Impact of serum A/L ratio on survival. Among 32 patients with AE-IPF, Kaplan-Meier survival curves from the first AE-IPF onset are shown. When patients were divided into two groups based on median value of each adipokine, the 12-month survival rates were not significantly different between patients with higher and lower adiponectin or leptin (a; adiponectin, log-rank test, p = 0.120 and b; leptin, log-rank test, p = 0.850, respectively). The 12-month survival rate was significantly lower in patients with higher A/L ratio (≥905) than in those with lower A/L ratio (c, log-rank test, p = 0.026).
Discussion
In this study, we evaluated serum adipokine concentrations and determined whether adipokines were important to predict prognosis in patients with AE-IPF. Patients with AE-IPF had increased levels of serum adiponectin and leptin compared with those at first diagnosis of IPF. A/L ratio negatively correlated with BMI and PaO2 before AE-IPF, and positively correlated with CRP. Finally, A/L ratio was a significant prognostic factor in patients with AE-IPF. To the best of our knowledge, this is the first study to show the relationship between adiponectin and leptin, and the significance of these two adipokines in patients with AE-IPF.
Adiponectin and leptin are produced from adipose tissue, and these adipokines are related to obesity and type II diabetes mellitus9. In patients with obesity and type II diabetes mellitus, the serum adiponectin level decreases and that of leptin increases9. Conversely, in emaciated subjects, adiponectin increases and leptin decreases.

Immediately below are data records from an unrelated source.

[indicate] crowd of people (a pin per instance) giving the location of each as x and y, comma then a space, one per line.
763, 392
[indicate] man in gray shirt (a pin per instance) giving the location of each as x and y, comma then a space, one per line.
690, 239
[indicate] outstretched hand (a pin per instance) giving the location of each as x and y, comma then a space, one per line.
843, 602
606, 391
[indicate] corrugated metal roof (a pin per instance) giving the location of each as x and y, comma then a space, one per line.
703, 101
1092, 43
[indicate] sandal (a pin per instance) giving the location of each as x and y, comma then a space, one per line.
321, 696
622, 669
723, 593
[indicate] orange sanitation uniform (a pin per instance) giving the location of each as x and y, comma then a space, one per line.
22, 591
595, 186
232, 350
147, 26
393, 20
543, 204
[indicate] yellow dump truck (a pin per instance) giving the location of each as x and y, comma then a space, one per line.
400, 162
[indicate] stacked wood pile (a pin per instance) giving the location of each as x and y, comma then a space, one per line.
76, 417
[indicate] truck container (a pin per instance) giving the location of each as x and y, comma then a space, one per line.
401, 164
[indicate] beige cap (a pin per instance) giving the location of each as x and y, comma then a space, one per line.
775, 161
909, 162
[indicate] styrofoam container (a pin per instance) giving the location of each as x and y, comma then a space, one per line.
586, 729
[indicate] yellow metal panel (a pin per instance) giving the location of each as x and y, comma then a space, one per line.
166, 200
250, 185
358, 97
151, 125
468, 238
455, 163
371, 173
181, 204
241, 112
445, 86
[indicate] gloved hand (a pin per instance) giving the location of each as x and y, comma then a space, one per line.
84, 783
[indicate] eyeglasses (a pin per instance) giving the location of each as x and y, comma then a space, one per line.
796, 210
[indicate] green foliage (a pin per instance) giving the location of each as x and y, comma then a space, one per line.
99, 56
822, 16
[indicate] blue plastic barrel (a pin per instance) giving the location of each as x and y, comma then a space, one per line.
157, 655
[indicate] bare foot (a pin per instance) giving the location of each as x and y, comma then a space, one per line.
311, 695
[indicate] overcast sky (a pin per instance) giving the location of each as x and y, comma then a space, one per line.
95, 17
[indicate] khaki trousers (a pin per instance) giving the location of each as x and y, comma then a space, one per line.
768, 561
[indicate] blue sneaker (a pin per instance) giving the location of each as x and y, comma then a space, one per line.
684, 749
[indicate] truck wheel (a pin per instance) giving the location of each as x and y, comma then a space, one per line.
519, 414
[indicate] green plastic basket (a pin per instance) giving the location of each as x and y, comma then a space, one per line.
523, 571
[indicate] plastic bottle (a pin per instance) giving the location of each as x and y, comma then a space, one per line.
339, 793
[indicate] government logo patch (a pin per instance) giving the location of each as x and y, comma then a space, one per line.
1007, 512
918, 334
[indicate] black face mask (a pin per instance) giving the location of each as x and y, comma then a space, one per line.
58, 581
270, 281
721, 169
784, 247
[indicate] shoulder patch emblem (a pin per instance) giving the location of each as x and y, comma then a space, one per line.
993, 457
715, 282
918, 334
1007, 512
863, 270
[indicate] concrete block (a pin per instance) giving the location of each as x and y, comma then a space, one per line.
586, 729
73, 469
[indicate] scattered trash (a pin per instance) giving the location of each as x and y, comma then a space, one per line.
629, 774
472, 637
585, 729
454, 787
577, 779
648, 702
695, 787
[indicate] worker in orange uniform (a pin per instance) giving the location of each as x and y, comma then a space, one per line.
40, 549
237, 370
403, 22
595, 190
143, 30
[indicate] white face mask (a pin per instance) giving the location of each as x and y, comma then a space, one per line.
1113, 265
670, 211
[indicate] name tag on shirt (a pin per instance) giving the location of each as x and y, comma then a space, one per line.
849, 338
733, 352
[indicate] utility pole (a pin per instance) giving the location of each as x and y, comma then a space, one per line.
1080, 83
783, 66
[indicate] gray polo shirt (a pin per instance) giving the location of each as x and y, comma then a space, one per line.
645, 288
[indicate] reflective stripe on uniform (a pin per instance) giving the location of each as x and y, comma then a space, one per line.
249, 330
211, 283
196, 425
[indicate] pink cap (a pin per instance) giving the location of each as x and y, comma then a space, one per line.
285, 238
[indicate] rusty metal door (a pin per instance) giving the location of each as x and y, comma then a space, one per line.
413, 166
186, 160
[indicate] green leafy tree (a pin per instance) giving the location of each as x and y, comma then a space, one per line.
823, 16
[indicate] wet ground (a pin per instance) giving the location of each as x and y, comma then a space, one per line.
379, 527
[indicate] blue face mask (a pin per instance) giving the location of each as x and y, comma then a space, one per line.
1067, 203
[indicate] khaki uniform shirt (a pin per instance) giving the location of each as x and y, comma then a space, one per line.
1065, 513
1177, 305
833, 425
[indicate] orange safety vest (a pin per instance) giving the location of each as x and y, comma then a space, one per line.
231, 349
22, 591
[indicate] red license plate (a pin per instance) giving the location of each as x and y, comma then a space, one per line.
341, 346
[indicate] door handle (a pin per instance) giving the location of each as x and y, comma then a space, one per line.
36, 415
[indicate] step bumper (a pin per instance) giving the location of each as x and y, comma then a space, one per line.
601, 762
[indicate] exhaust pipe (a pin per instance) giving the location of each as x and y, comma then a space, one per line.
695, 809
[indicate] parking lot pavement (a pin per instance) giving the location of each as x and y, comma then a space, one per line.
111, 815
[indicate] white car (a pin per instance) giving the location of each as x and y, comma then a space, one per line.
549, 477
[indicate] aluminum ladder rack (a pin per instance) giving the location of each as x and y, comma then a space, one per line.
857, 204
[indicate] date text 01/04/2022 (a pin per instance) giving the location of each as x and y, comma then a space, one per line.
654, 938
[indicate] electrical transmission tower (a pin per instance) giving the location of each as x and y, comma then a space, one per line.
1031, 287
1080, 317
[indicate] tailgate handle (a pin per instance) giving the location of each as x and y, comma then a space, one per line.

Furthermore, the biological functions of both adipokines are closely linked to PPARγ activity and its anti-inflammation capacity8,9. In the current study, however, both adiponectin and leptin levels increased at AE-IPF, and the mechanism of action of these adipokines does not seem to be simple like in obesity or diabetes mellitus.
Leptin has proinflammatory effects via PPARγ suppression8,9. Leptin reportedly promotes profibrotic gene transcription related to transforming growth factor (TGF) β in patients with ARDS without obesity12. Further, Cao et al. reported that leptin levels increased at AE-IPF, and AE-IPF patients with higher leptin levels at AE had poorer prognosis than those with lower levels13. Even in the present study, the leptin level significantly increased at AE-IPF. However, higher leptin alone was not related to worse prognosis, and higher adiponectin rather seemed to be related to poor prognosis. Adiponectin has anti-inflammatory effects via activation of PPARγ8,9. Furthermore, adiponectin suppresses TGF β signaling centering on PPARγ8, and suppresses acute lung injury14. Reportedly, in patients with IPF15 or systemic sclerosis10,11, adiponectin levels significantly decreased. Conversely, several studies have shown that adiponectin has profibrotic effects. Higher adiponectin levels were positively related to advanced liver fibrosis in hepatitis B viral infection16,17, and lack of adiponectin was associated with dampened wound healing in diabetes mellitus18. Further, adiponectin promoted collagen production from fibroblast19,20, induced intercellular adhesion molecule (ICAM)-1 on fibroblast21, and then facilitated its adhesion capacity20. In the current study, both adipokines increased at AE-IPF, and higher A/L ratio was rather related to poorer prognosis. Although the exact mechanism related to these adipokines remains unknown in AE-IPF, these results imply that adiponectin’s anti-inflammatory (profibrotic) effects following leptin’s proinflammatory effects may play a role in the pathogenesis of AE-IPF. This pathogenesis seems to be similar to the activation of M2 (anti-inflammatory and profibrotic) alveolar macrophages following that of M1 (proinflammatory) macrophages in acute lung injury or ARDS22.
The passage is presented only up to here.